What is the best way to write an R data frame to a SQL Server database

6.6k views Asked by At

I have a R-code data frame that I am trying to write to an existing table in SQL Server. The data frame contains only 8 of about 12 columns contained in the table and the columns in the data frame are not in the same order as the columns in the table. SQL Server is complaining because there are columns missing and other columns that are of the wrong data type (e.g. Varchar (string)vs date, etc.).

I am looking at functions in RODBC and DBI libraries to write the data frame to my SQL Server table, but it is clear that I have to line up the data frame columns in the order expected by the table and to put null place holders in for the missing columns.

What are my options?

Thank you ahead of time for any help you can provide.

2

There are 2 answers

0
GameChanger On BEST ANSWER

So the obvious choice from the RODBC package would be sqlSave(connection,'R data frame','SQL Table'), however as you know that doesn't work. In these cases I write an INSERT INTO statement using sqlQuery(). sqlQuery(connection, "INSERT INTO sqltable (B,C) VALUES ('i1',j1),('i2',j2)...")

Example: We have a SQL table named sqltable with columns A, B, and C. We have an R dataframe with columns B & C named Rdf. With B being of class character and C being of class numeric.

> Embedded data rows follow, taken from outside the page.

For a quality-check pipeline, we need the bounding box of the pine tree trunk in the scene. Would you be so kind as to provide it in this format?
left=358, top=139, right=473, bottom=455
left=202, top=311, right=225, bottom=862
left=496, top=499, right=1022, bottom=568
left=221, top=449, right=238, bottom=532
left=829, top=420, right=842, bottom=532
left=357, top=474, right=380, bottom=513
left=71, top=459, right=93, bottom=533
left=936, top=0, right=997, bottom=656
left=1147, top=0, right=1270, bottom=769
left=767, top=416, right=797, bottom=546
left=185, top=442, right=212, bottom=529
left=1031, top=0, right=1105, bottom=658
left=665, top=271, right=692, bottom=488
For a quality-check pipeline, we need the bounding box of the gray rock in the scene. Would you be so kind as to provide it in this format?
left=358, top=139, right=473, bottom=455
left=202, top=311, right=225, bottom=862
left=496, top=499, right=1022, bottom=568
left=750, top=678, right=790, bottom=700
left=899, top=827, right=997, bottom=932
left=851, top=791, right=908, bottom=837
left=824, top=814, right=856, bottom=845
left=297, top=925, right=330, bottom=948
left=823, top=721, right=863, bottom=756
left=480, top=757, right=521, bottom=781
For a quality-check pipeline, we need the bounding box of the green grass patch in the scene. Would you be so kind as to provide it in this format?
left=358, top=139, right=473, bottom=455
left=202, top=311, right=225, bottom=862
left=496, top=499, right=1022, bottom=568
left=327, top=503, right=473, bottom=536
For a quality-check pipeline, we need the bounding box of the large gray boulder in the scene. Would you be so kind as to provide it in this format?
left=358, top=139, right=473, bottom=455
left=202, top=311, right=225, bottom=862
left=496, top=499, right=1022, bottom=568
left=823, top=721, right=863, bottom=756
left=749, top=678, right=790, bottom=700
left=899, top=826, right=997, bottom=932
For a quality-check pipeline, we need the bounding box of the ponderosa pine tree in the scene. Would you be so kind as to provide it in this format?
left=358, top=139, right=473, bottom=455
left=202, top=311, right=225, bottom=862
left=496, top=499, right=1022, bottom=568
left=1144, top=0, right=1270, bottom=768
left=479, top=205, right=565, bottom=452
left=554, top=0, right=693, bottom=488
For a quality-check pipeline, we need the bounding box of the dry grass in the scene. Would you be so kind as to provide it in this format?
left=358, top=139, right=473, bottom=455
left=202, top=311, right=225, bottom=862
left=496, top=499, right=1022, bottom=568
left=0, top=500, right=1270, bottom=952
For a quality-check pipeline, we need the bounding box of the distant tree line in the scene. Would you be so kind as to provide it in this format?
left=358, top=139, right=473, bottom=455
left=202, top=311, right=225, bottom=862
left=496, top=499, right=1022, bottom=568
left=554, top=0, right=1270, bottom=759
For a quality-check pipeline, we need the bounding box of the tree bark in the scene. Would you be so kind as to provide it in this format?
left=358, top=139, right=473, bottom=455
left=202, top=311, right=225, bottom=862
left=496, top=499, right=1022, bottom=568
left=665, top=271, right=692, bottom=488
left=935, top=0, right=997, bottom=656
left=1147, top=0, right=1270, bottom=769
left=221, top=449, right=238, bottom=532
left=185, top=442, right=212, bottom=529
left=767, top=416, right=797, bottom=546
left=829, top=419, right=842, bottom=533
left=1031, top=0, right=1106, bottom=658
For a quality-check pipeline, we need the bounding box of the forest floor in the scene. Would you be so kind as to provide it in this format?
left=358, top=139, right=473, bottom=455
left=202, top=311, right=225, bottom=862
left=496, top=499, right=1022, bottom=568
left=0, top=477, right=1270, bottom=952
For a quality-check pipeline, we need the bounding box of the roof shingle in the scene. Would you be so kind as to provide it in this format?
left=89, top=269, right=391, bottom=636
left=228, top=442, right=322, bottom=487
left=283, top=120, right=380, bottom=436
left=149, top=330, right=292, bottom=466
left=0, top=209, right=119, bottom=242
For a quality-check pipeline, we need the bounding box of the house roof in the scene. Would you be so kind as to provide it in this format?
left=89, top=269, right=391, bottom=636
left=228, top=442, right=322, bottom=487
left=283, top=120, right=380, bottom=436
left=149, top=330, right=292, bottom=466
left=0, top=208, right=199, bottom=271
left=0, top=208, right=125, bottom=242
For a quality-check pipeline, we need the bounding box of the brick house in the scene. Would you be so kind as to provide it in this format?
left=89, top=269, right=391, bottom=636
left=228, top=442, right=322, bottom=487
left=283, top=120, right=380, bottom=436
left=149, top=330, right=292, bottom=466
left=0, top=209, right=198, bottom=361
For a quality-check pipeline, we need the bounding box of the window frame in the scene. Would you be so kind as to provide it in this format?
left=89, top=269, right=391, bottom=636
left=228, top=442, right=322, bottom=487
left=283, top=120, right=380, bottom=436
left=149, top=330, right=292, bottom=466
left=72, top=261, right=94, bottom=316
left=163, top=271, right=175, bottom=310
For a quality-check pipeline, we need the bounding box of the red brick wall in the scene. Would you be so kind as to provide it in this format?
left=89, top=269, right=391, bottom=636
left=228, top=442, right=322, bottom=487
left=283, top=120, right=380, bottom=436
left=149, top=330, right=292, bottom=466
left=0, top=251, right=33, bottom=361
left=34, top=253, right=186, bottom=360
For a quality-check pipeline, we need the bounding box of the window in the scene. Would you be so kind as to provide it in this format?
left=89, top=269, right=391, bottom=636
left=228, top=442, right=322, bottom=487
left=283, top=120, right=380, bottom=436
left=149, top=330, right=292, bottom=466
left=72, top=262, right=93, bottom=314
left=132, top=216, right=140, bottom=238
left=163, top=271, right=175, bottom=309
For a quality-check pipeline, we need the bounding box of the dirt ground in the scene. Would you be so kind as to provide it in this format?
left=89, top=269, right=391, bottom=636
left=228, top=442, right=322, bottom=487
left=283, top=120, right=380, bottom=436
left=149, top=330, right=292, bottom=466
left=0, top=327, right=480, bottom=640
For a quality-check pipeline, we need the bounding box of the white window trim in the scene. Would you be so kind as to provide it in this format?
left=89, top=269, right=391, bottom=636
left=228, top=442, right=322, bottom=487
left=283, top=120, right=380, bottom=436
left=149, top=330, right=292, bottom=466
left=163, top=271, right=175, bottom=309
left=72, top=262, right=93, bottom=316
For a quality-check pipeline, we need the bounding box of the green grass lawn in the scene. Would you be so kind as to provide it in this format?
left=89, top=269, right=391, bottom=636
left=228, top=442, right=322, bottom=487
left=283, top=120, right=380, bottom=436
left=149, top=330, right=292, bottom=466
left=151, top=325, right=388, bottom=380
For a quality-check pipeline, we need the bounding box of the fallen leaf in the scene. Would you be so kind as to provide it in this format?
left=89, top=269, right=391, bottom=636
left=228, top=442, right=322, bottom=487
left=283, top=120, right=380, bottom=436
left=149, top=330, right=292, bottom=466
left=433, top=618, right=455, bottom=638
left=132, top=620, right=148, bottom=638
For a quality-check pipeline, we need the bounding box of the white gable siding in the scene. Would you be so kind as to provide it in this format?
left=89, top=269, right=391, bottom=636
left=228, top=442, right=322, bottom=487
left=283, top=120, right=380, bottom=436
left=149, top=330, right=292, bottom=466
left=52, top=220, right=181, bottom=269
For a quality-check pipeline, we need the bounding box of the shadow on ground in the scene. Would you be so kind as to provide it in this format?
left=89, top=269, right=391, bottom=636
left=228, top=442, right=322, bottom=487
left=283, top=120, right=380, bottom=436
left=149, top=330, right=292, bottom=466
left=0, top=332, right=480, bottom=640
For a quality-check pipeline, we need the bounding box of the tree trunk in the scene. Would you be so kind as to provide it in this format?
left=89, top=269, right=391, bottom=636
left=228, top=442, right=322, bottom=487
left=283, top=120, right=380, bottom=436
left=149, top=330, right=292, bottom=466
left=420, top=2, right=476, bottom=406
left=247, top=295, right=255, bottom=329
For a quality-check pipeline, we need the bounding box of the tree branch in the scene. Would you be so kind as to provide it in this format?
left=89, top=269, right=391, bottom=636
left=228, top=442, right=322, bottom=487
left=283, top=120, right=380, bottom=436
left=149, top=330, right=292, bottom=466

First need to put single quotes around any character fields because we will be using INSERT INTO and SQL likes single quotes around any text Rdf$B <- paste("'",Rdf$B,"'",sep="")

Next we need to format our data so it will look like the VALUES section of an insert statement formatRdf <- do.call(paste,c(Rdf,sep=","))

valuesRdf <- paste("(",paste(formatRdf,collapse="),("),")",sep="")

Final step of preparing the INSERT statement

sql_statement <- paste("INSERT INTO sqltable (B,C) VALUES ",valuesRdf,sep="")

Now use sqlQuery

sqlQuery(connection,sql_statement)
1
jangorecki On

If you are looking for performance then probably rsqlserver will be best choice:

Sql Server driver database interface (DBI) driver for R. This is a DBI-compliant Sql Server driver based on the The .NET Framework Data Provider for SQL Server (SqlClient) System.Data.SqlClient.

Motivation

The .NET Framework Data Provider for SQL Server (SqlClient) uses its own protocol to communicate with SQL Server. It is lightweight and performs well because it is optimized to access a SQL Server directly without adding an OLE DB or Open Database Connectivity (ODBC) layer.

In the wiki of the project you will find benchmarks for RODBC, RJDBC and rsqlserver.


Once you have package to talk to database you follow standard DBI examples, so dbWriteTable or dbSendQuery for create/insert/update.